- Born: Nikšić, Montenegro
- Genres: Classical
- Instrument: Guitar
- Label: Naxos Records
- Website: danijelcerovic.com

= Danijel Cerović =

Danijel Cerović (Montenegrin Cyrillic: Данијел Церовић) is a Montenegrin classical guitarist. He lectures in guitar and chamber music at the Music Academy in Cetinje, University of Montenegro, and is a guest lecturer at the Sarajevo Music Academy.

==Biography==

Cerović graduated from the Faculty of Music Arts in Belgrade in the class of Professor Vera Ogrizović, and completed his master's studies in guitar at the Conservatorium Maastricht in the class of Professor Carlo Marchione. His repertoire includes transcriptions of Renaissance and Baroque music and original compositions from the nineteenth and twentieth centuries, with an emphasis on contemporary music written for guitar and ensembles with guitar.

He is a member of the Montenegrin Guitar Duo with guitarist Goran Krivokapić. The duo's recordings of J. S. Bach's English Suites, arranged for two guitars, have received reviews from independent classical-music publications. Classical Net published a review of the first volume, discussing the duo's approach to the arrangements and their performances. The WholeNote reviewed the second volume, Bach's English Suites Nos. 4–6, and praised the duo's transcriptions and playing, noting their accuracy, agility, articulation, definition and clarity. Naxos released the second volume in 2018, crediting Cerović and Krivokapić as arrangers and performers.

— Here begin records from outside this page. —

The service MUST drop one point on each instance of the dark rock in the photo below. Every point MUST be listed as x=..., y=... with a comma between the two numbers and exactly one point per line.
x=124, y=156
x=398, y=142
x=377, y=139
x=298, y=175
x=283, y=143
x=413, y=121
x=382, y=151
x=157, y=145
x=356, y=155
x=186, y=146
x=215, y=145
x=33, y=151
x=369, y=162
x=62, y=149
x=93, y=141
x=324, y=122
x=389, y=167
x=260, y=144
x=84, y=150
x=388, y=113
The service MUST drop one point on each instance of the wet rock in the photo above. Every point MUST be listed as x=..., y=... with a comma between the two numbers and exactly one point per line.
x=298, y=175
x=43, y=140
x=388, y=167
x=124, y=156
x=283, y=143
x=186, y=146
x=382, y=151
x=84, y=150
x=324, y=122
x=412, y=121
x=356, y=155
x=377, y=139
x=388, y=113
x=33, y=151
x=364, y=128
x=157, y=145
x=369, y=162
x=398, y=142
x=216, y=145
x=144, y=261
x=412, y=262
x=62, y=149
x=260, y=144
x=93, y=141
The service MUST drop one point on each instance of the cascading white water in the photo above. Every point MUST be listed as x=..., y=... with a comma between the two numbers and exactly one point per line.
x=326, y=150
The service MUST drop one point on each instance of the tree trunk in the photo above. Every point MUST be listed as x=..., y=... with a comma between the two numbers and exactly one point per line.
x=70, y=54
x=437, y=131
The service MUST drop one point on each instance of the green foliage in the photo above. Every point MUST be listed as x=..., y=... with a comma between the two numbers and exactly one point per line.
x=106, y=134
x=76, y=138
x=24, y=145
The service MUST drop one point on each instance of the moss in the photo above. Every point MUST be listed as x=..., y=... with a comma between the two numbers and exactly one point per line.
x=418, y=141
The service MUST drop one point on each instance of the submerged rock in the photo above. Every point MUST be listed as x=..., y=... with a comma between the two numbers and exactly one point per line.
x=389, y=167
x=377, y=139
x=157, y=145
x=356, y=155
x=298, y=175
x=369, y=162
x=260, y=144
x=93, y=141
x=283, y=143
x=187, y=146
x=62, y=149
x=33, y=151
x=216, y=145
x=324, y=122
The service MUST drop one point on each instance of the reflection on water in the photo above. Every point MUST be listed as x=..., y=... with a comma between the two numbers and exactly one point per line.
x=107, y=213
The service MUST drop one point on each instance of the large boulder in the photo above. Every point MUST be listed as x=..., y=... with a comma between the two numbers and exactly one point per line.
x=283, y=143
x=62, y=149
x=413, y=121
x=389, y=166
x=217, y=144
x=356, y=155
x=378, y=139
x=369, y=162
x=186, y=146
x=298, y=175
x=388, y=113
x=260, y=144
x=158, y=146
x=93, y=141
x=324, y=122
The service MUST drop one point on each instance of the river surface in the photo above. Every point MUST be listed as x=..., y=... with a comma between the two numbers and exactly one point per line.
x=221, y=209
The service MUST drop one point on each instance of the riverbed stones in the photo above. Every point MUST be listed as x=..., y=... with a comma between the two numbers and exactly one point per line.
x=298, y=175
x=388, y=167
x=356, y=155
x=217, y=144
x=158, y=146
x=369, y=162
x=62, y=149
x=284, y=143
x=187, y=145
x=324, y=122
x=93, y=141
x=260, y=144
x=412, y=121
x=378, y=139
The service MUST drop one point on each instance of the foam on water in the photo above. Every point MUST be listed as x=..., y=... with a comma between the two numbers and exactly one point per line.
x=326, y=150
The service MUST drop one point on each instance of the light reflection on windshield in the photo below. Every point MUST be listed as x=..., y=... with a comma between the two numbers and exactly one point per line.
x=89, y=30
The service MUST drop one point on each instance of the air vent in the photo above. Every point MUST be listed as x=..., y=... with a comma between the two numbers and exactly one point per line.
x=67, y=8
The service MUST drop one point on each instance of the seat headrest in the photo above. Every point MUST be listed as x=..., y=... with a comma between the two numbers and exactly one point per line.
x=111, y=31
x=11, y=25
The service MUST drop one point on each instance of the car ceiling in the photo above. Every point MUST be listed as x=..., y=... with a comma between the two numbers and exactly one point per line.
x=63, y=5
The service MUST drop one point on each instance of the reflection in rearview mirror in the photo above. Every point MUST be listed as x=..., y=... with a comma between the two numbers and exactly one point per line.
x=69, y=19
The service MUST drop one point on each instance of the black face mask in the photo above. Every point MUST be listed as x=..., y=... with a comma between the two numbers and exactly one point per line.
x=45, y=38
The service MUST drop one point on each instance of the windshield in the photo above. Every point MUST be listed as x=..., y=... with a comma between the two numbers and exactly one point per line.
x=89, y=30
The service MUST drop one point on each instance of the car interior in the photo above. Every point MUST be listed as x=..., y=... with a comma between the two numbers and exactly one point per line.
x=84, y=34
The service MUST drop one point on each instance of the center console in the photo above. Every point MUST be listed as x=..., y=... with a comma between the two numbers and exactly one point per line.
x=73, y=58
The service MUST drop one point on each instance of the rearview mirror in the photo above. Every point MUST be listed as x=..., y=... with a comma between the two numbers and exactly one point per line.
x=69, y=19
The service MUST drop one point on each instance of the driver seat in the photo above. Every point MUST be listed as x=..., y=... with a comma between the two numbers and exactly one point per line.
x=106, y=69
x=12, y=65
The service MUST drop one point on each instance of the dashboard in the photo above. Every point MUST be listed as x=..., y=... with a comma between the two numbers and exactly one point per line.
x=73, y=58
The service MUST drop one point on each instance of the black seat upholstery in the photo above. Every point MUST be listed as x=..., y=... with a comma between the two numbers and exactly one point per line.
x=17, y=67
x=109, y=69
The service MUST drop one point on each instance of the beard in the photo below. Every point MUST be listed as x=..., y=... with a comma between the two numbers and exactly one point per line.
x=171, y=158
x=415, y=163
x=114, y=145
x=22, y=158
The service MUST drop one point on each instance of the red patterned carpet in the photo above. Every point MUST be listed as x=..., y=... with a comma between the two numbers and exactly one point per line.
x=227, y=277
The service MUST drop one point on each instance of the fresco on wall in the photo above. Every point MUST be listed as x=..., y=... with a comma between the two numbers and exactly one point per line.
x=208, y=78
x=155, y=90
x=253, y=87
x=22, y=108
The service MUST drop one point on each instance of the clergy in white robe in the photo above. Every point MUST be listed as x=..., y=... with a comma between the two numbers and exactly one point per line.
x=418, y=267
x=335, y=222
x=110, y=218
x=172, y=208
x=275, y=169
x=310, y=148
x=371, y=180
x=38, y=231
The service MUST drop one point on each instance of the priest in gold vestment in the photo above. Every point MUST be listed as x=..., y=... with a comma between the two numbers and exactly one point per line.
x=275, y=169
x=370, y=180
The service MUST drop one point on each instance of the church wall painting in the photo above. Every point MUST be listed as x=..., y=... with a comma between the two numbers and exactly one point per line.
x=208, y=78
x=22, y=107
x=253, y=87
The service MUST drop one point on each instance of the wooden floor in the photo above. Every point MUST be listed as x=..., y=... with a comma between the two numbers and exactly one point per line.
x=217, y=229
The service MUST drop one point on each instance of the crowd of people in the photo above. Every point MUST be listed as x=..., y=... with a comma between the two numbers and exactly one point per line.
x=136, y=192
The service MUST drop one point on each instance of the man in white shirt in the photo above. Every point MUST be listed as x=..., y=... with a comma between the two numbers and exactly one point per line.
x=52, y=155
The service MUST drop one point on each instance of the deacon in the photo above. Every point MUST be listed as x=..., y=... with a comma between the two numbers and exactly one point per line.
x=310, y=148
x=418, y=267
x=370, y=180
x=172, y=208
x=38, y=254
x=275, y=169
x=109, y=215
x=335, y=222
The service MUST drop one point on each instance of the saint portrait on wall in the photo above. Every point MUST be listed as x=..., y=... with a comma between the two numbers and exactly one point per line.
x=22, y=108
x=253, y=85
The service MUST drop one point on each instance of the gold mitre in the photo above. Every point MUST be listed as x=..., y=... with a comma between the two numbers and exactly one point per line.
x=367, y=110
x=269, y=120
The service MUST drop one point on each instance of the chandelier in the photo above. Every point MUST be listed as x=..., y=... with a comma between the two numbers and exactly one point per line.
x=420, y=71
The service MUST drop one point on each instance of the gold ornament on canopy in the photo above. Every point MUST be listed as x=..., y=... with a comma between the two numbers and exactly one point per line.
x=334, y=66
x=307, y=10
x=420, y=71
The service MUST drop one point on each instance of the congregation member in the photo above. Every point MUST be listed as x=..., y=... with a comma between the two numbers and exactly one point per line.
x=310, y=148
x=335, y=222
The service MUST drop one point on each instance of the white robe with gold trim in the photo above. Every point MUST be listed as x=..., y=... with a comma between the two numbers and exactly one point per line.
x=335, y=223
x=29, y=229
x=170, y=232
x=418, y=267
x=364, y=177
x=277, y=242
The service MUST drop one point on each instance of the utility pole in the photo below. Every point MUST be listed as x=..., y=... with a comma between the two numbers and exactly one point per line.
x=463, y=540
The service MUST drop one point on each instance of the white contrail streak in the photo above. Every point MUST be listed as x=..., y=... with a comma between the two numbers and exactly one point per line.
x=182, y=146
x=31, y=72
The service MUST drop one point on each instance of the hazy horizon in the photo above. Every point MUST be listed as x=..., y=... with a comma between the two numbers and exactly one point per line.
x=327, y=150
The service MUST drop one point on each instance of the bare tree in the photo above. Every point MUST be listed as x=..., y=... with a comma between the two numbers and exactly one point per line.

In 2026, the Montenegrin Guitar Duo released Bach: French Suites, featuring Cerović and Krivokapić performing their arrangements for two guitars of Johann Sebastian Bach's French Suites Nos. 1–3, BWV 812–814.

His debut recording, featuring works by Carlo Domeniconi, Astor Piazzolla and Dušan Bogdanović, was released in 2013 by MMC Records.

In 2020, Naxos Records released Cerović's solo recording Lute Works, consisting of music by Silvius Leopold Weiss arranged for guitar. The recording includes Weiss's Lute Sonatas Nos. 28 and 29 and several other works. The album received independent critical coverage. Review Corner reviewed the recording in August 2020, discussing Cerović's selection of Weiss's works and describing the music as well played.

Cerović has performed internationally as a soloist and chamber musician. A 2025 Guiting Music Festival programme described him as an internationally acclaimed recording artist and touring musician and noted his teaching positions at the Music Academy in Cetinje and Sarajevo Music Academy.

He is the artistic director of the Montenegro International Guitar Competition, which is part of the EuroStrings Festival.